Many studies reported that cytokines and chemokines are involved in the pathophysiology of asthma [9, 19]. The presence of IL-4 induces the naïve T cell to Th2 cell and then the differentiated Th2 cells regulated cytokines. Among these cytokines, IL-1, IL-6, and TNF-α are considered to be involved in various inflammatory diseases including asthma and chronic pulmonary disease (COPD) . As aforementioned, IL-4 encourages the naïve T cell to differentiate Th2 cell; thereby it regulates allergic inflammation.
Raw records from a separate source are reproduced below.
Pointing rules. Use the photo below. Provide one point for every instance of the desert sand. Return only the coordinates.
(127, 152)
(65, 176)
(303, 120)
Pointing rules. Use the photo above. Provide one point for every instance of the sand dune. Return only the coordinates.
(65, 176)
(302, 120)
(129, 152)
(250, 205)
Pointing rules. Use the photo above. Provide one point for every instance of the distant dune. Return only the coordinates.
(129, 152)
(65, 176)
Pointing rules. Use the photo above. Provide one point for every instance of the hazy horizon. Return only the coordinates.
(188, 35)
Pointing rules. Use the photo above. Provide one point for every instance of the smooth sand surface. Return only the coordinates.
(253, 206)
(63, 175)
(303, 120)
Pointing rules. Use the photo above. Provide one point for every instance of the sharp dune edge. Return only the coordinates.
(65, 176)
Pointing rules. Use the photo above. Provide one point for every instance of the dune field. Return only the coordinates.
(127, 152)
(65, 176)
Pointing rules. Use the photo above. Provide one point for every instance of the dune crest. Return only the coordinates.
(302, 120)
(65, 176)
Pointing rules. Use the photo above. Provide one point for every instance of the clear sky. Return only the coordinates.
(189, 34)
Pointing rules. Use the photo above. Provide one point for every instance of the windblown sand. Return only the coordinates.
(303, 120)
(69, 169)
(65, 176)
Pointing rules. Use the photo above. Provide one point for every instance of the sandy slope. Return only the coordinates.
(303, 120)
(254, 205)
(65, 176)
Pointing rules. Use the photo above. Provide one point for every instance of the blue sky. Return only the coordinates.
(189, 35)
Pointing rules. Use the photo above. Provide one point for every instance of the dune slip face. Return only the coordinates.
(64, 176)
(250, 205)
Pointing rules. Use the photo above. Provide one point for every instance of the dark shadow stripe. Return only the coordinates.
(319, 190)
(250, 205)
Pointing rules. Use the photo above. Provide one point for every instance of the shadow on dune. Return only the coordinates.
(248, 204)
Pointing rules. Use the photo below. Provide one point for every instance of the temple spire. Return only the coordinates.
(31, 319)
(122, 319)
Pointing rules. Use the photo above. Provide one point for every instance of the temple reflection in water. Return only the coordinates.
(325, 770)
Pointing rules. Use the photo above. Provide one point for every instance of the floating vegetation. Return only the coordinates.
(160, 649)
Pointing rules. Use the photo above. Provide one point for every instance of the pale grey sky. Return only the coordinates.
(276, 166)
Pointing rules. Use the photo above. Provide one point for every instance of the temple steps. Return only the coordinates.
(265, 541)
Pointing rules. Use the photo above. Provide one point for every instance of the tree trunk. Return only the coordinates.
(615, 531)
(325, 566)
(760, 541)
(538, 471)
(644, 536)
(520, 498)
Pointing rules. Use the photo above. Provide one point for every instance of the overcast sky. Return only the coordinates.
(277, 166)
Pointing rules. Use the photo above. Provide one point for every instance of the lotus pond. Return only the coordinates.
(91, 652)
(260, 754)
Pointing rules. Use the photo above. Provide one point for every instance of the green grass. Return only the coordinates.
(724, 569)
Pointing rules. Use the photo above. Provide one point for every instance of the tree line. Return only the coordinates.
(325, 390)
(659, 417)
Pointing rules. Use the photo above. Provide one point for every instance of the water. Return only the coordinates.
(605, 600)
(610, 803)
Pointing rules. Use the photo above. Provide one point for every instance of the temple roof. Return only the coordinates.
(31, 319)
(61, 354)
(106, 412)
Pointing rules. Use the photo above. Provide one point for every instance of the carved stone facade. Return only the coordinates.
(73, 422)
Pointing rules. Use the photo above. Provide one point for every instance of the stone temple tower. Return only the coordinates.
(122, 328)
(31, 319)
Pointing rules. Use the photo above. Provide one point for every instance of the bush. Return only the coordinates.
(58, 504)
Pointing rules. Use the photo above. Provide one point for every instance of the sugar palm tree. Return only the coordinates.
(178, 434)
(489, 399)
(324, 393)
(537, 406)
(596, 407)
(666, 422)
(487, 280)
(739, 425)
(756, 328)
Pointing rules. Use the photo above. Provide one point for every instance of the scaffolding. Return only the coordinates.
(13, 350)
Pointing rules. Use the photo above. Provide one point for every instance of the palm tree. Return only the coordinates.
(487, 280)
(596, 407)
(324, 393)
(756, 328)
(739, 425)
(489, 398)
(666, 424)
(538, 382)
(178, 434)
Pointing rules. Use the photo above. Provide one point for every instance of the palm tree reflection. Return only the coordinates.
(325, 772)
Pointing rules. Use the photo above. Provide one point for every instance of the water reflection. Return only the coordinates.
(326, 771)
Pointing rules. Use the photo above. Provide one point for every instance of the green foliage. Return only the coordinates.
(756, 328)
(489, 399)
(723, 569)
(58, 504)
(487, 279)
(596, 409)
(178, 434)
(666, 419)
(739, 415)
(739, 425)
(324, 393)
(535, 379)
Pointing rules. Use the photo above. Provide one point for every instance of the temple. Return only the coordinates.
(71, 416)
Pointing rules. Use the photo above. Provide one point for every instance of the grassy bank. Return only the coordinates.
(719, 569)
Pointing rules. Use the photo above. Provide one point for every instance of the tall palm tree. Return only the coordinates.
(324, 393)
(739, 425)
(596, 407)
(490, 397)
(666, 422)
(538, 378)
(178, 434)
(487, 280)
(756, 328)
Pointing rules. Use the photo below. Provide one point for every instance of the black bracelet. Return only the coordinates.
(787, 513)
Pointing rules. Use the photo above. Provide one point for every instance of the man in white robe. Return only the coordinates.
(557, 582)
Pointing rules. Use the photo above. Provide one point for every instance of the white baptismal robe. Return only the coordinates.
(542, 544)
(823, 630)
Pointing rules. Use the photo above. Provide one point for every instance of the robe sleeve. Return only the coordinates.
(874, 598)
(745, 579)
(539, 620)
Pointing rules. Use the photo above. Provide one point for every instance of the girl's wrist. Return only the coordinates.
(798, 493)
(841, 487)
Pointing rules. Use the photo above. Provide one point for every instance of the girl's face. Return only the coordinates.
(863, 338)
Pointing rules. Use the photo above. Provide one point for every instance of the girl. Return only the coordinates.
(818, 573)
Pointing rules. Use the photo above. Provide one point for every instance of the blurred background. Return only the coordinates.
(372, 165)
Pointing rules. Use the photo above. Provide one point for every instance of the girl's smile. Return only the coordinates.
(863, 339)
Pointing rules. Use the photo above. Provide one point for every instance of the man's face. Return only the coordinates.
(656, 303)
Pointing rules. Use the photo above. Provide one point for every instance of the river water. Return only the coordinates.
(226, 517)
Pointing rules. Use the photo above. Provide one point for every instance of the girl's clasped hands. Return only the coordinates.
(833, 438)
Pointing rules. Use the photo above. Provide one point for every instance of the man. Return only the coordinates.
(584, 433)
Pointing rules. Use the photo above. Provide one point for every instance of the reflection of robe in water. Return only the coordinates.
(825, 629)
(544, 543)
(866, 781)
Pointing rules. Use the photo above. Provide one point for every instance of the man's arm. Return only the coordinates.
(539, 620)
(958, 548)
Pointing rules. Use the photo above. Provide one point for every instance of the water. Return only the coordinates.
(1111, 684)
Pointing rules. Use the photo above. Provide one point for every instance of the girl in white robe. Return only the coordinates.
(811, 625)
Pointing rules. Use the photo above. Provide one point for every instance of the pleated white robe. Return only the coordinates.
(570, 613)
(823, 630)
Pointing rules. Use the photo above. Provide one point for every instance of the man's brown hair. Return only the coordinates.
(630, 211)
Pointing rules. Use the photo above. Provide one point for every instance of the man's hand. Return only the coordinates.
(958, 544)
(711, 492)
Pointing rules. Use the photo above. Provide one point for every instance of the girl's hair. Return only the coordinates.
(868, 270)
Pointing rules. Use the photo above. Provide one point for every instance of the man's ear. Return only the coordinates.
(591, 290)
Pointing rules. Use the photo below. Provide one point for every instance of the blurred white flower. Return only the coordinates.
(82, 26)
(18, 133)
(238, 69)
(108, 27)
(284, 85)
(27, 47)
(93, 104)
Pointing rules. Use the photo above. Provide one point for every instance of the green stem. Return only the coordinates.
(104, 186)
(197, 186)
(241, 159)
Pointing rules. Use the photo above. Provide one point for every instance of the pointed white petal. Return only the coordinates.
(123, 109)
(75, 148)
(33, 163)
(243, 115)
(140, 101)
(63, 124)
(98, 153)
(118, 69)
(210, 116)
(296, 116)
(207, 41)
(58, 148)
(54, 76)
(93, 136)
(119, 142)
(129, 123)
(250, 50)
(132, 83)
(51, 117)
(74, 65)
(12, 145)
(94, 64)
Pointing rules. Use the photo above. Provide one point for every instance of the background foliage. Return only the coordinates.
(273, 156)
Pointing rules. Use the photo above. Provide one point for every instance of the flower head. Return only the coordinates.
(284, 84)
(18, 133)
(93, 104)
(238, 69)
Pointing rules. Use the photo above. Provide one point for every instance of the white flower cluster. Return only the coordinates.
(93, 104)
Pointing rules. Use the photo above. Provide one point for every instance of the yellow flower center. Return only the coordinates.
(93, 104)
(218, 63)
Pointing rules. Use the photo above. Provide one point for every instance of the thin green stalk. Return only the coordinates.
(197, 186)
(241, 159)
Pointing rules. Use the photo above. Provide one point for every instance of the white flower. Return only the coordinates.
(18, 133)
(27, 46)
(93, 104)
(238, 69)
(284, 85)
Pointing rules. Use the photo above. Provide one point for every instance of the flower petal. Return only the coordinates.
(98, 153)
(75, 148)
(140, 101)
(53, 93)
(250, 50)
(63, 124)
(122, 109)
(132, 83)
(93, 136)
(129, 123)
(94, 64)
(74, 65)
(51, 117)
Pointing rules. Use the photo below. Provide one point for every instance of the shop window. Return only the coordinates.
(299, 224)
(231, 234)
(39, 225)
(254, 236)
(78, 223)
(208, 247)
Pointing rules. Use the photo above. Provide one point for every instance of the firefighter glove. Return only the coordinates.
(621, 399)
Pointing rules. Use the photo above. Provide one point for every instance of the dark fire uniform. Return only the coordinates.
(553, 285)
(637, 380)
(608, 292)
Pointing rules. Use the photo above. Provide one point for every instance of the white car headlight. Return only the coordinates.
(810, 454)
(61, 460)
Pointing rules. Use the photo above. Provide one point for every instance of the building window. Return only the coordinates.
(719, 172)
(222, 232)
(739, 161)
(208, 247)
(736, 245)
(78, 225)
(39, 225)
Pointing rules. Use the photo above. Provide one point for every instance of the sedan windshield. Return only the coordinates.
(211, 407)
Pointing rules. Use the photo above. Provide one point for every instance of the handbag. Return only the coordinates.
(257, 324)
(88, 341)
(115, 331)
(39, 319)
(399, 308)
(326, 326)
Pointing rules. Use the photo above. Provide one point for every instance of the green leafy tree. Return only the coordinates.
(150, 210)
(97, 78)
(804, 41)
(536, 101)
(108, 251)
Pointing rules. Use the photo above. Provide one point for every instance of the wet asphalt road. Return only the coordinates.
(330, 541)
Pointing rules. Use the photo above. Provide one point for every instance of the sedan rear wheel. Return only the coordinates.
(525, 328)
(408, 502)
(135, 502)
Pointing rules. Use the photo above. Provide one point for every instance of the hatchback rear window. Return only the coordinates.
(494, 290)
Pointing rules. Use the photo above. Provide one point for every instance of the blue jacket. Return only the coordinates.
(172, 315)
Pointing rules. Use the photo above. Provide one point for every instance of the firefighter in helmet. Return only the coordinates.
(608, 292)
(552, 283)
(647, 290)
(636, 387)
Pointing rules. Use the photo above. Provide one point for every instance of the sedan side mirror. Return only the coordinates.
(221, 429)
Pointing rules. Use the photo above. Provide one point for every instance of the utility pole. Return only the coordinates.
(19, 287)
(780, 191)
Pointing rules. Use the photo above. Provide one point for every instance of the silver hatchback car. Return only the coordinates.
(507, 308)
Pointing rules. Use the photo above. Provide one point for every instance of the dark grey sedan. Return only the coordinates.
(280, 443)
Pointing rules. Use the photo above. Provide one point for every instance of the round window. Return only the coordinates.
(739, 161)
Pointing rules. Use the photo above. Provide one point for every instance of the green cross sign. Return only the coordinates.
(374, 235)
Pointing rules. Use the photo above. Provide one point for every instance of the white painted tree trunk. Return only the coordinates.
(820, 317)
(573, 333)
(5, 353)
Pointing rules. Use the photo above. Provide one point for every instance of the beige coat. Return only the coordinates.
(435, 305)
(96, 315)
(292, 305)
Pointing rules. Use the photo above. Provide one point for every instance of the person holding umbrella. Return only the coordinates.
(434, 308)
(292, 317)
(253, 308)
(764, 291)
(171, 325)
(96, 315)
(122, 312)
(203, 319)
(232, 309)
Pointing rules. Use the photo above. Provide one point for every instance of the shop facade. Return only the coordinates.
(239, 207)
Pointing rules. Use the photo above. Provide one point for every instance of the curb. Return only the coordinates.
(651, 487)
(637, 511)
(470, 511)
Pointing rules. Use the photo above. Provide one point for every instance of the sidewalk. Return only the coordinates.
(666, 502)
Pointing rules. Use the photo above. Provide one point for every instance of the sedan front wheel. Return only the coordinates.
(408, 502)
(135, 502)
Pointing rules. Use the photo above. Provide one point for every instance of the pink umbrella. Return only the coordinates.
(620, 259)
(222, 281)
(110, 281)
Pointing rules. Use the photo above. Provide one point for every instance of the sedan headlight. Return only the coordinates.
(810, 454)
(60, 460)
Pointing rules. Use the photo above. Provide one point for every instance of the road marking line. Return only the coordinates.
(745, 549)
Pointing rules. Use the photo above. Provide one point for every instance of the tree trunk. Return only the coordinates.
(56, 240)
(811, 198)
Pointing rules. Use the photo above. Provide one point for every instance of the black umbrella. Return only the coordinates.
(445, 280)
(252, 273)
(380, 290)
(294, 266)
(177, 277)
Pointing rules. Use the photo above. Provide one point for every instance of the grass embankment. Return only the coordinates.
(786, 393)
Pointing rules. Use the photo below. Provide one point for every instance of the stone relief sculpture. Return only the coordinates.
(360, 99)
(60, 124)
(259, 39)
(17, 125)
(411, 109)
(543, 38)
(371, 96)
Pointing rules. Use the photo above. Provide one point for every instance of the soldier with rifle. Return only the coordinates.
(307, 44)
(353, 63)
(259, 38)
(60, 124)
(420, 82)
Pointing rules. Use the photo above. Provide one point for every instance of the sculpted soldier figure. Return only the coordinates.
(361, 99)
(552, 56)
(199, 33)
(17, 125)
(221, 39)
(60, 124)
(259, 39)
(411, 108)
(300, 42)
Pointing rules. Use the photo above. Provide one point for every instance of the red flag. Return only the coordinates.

In addition, IL-4 induces IgE synthesis in the pathogenesis of asthma. IL-5 induces eosinophilic inflammation. IL-9 stimulates cell proliferation and regulates apoptosis. IL-13 has similar role as IL-4 including IgE synthesis [16, 17]. When IL-4 and IL-13 are highly expressed, this state leads mucus hypersecretion and eosinophil infiltration to the airway tissues . TNF-α is involved in systemic inflammation and plays an important role in endotoxemia. Increased TNF-α production levels improve the procoagulant activity of vascular endothelial cells, initiate macrophages, and increase adherent molecule expression, thus it enhances neutrophil infiltration . In addition, TNF-α induces the PGE2 production via activating COX-2. Eotaxin is a chemokine subfamily of eosinophil chemotactic protein. It is involved in immune reaction in human and animal body . In this study, we observed that Rg3 significantly reduced the secretion of IL-4, TNF-α, and eotaxin in human asthmatic airway epithelial tissues through inhibiting NF-κB activity. Even though the significant reduction was not determined, there were trends toward decrease in the secretion of IL-6, IL-9, and IL-13 (Figure 6). The results from reduced cytokines secretion by Rg3 demonstrate that Rg3 may regulate the synthesis of IgE and the differentiation of naïve T cell to cell through blocking IL-4 secretion and the eosinophil responses via inhibitory effect on eotaxin secretion. In addition, Rg3 also may suppress the PGE2 production via blocking TNF-α secretion; thereby inflammation, fever, and pain followed by PGE2 production may decrease.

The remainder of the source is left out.